Bronchial secretions from the area of the lung, affected with lung cancer were “local” sample. Concentrations of angiogenin and VEGF were in correlation and we again assume that stimulus for secretion could be the same. VEGF concentrations were higher in bronchial washings from patients with lung cancer after treatment with chemotherapy and irradiation, but none of included patients in this study received such treatment before.37 VEGF concentrations in bronchial secretions from affected side of the lung were not in correlation with any of the tumour features, what possibly reflects the effect of VEGF “washing” to the blood serum, which in contrast reflects such correlations. We were unable to confirm the findings that VEGF expression in the airways is inversely associated with tumour progression.38

Limitations of the study were small number of included patients, and inhomogenity of the study group. Small sample size prevented subgroup analysis. In the study group were differences in gender and histological types of lung cancer with regard to general distribution in population of patients with lung cancer.

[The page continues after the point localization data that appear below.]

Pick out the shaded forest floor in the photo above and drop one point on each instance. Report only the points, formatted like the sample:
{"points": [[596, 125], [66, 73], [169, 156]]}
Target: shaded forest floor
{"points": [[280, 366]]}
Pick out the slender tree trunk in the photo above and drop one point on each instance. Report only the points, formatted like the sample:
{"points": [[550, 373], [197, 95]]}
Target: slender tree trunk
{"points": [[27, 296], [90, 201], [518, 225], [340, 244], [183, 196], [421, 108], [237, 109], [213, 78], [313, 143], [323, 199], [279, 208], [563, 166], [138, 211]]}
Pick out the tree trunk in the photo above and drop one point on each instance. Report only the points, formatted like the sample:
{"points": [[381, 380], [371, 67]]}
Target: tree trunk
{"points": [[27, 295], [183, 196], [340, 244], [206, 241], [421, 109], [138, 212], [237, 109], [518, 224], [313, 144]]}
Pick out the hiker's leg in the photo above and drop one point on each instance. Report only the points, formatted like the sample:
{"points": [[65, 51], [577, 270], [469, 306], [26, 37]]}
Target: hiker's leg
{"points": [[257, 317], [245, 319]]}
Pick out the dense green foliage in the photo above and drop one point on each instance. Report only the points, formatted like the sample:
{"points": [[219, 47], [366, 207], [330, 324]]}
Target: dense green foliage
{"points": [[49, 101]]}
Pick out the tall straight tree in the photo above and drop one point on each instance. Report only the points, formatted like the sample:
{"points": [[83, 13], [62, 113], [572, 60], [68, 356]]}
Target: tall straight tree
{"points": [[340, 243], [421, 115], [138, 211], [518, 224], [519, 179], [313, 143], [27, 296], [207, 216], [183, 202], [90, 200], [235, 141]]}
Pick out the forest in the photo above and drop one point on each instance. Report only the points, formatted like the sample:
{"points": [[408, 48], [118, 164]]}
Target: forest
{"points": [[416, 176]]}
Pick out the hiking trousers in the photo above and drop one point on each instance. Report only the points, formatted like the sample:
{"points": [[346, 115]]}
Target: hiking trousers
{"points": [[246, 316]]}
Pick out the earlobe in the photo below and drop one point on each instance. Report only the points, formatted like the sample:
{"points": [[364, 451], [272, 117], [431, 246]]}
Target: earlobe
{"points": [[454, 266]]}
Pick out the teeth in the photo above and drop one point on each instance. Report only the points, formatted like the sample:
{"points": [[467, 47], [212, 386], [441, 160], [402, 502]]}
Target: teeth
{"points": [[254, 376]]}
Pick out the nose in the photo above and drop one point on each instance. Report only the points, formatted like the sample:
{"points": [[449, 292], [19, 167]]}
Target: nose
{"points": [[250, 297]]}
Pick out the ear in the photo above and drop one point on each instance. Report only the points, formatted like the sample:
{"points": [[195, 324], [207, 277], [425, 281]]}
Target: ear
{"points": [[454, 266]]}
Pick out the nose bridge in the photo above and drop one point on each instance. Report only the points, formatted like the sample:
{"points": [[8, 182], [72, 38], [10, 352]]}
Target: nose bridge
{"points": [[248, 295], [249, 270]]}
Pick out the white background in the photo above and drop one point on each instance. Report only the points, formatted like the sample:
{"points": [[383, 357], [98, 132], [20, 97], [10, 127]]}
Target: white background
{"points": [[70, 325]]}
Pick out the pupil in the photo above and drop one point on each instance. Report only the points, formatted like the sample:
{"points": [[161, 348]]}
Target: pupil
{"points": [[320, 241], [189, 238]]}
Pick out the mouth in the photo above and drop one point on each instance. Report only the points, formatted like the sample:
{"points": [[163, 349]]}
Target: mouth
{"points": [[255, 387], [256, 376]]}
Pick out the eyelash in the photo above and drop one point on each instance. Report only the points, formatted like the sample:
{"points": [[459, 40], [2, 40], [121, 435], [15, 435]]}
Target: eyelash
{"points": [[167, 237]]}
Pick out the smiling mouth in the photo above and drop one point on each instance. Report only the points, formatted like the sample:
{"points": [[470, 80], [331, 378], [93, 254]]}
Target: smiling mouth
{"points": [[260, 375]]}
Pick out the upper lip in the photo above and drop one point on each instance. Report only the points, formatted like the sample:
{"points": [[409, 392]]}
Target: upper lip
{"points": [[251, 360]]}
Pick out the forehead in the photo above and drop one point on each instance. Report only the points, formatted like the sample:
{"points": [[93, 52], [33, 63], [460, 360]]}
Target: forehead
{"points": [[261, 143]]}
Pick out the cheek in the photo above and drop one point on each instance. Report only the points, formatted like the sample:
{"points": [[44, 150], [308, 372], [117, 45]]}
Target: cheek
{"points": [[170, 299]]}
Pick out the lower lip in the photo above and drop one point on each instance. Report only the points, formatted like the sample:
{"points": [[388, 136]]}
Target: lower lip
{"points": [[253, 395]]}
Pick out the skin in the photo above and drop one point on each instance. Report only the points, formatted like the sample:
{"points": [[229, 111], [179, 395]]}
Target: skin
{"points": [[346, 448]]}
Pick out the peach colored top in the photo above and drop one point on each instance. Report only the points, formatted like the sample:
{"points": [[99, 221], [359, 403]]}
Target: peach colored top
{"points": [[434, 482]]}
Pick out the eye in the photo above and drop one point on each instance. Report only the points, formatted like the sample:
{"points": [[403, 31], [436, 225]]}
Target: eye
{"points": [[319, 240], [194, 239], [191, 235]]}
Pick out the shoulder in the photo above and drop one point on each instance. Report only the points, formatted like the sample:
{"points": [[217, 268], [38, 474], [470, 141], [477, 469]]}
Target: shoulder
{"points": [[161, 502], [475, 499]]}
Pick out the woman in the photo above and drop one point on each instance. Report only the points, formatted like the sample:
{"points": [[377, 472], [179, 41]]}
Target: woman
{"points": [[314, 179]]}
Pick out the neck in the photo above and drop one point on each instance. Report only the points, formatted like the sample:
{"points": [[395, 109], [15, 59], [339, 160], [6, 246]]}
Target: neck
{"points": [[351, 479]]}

We summarize that angiogenin and VEGF expression in systemic, background and local samples of patients with lung cancer are affected by different mechanisms. The important role in serum angiogenin concentration has constitutional component in contrast to serum VEGF concentration, which is influenced by lung cancer. Angiogenin and VEGF concentrations in bronchial secretions from healthy and affected side of the lung show influence of lung cancer angiogenic activity and other conditions including co-morbidity.